Understanding Change Tracking in SQL Server

1. What Is Change Tracking?

Change Tracking is a built-in, lightweight feature of SQL Server that enables applications to efficiently detect which rows have changed in a table since a given version—without capturing full historical data

  • It automatically logs inserts, updates, and deletes in internal side tables.
  • Developers can query it using functions instead of implementing custom triggers or audit tables.
  • Two key questions it answers:
    1. Which rows have changed? (Not how many times or what the old values were)
    2. Has a specific row changed?


2. Key Differences: CDC vs. Change Tracking

FeatureChange Tracking (CT)Change Data Capture (CDC)
Change history retentionOnly the latest change per rowFull history, with before/after images
Data captured“Row changed” flag, optionally columns changedFull column data of each change
OverheadLow, synchronous, minimal impact on DMLHigher, asynchronous via transaction log
Use caseSimple sync, cache refresh, conflict detectionAuditing, ETL, historical data analysis

Change Tracking is best when you need to know what rows changed and quickly fetch current data, while CDC is more suitable for detailed historical tracking.



3. When to Use Each

When to use Change Tracking:

  • One-way or two-way synchronization between SQL Server and other data stores.
  • Cache invalidation or lightweight client sync.
  • Scenarios where only the current state and “whether changed” matters (Microsoft Learn).
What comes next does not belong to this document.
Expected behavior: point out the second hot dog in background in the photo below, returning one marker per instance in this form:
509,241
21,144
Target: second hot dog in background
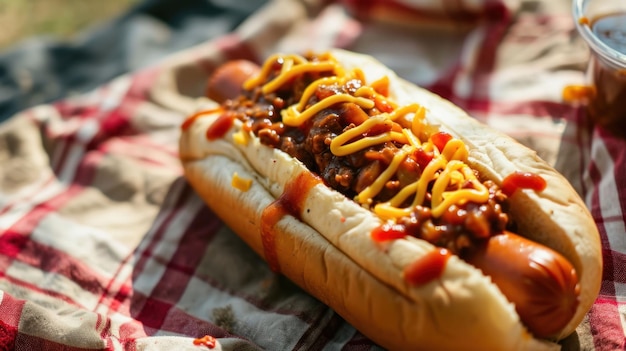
373,194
When to use Change Data Capture:

  • Auditing full data history with before/after values.
  • ETL pipelines needing detailed delta data.
  • Replicating all changes to data warehouses or analytical stores .



4. How to Enable Change Tracking (Step-by-Step)

Here’s a basic example showing how to enable Change Tracking from database to table level:

-- 1. Create database
CREATE DATABASE CTDB;
GO
USE CTDB;
GO

-- 2. Enable Change Tracking on database
ALTER DATABASE CTDB
SET CHANGE_TRACKING = ON
(CHANGE_RETENTION = 2 DAYS, AUTO_CLEANUP = ON);
GO

-- 3. Create a sample table
CREATE TABLE dbo.Orders (
  OrderID INT PRIMARY KEY,
  CustomerID INT,
  OrderAmount DECIMAL(10,2)
);
GO

-- 4. Enable Change Tracking on the table
ALTER TABLE dbo.Orders
ENABLE CHANGE_TRACKING
WITH (TRACK_COLUMNS_UPDATED = ON);  -- Optional: track which columns changed
GO


5. Example: Viewing Changes After Modifying a Table

Now that Change Tracking is enabled on the dbo.Orders table, let’s walk through a sample session where we insert, update, and delete some data—and then retrieve the changes using CHANGETABLE(...).

🔧 Step 1: Insert, Update, and Delete Some Rows

-- INSERT a new order
INSERT INTO dbo.Orders (OrderID, CustomerID, OrderAmount)
VALUES (1, 101, 250.00);

-- UPDATE the existing order
UPDATE dbo.Orders
SET OrderAmount = 275.00
WHERE OrderID = 1;

-- DELETE the order
DELETE FROM dbo.Orders
WHERE OrderID = 1;

🔎 Step 2: Query the Change Table

Before executing the operations, assume we saved the current version using:

DECLARE @last_sync_version BIGINT;
SET @last_sync_version = CHANGE_TRACKING_CURRENT_VERSION();

Then, after making changes, we can retrieve the changes since that version:

SELECT CT.*
FROM CHANGETABLE(CHANGES dbo.Orders, @last_sync_version) AS CT;


To summarize, you can retrieve information from the change table by executing the following query:

-- Step 1: Save current version before changes
DECLARE @version BIGINT = CHANGE_TRACKING_CURRENT_VERSION();

-- Step 2: Perform some changes
INSERT INTO dbo.Orders (OrderID, CustomerID, OrderAmount)
VALUES (100, 200, 300.00);

-- Step 3: Get changes with alias
SELECT *
FROM CHANGETABLE(CHANGES dbo.Orders, @version) AS CT;

Explanation:

  • SYS_CHANGE_OPERATION:
    • I = Insert
    • U = Update
    • D = Delete
  • SYS_CHANGE_VERSION shows the internal version number for each change.
  • SYS_CHANGE_COLUMNS (if TRACK_COLUMNS_UPDATED = ON) shows which columns were modified (as a bit mask).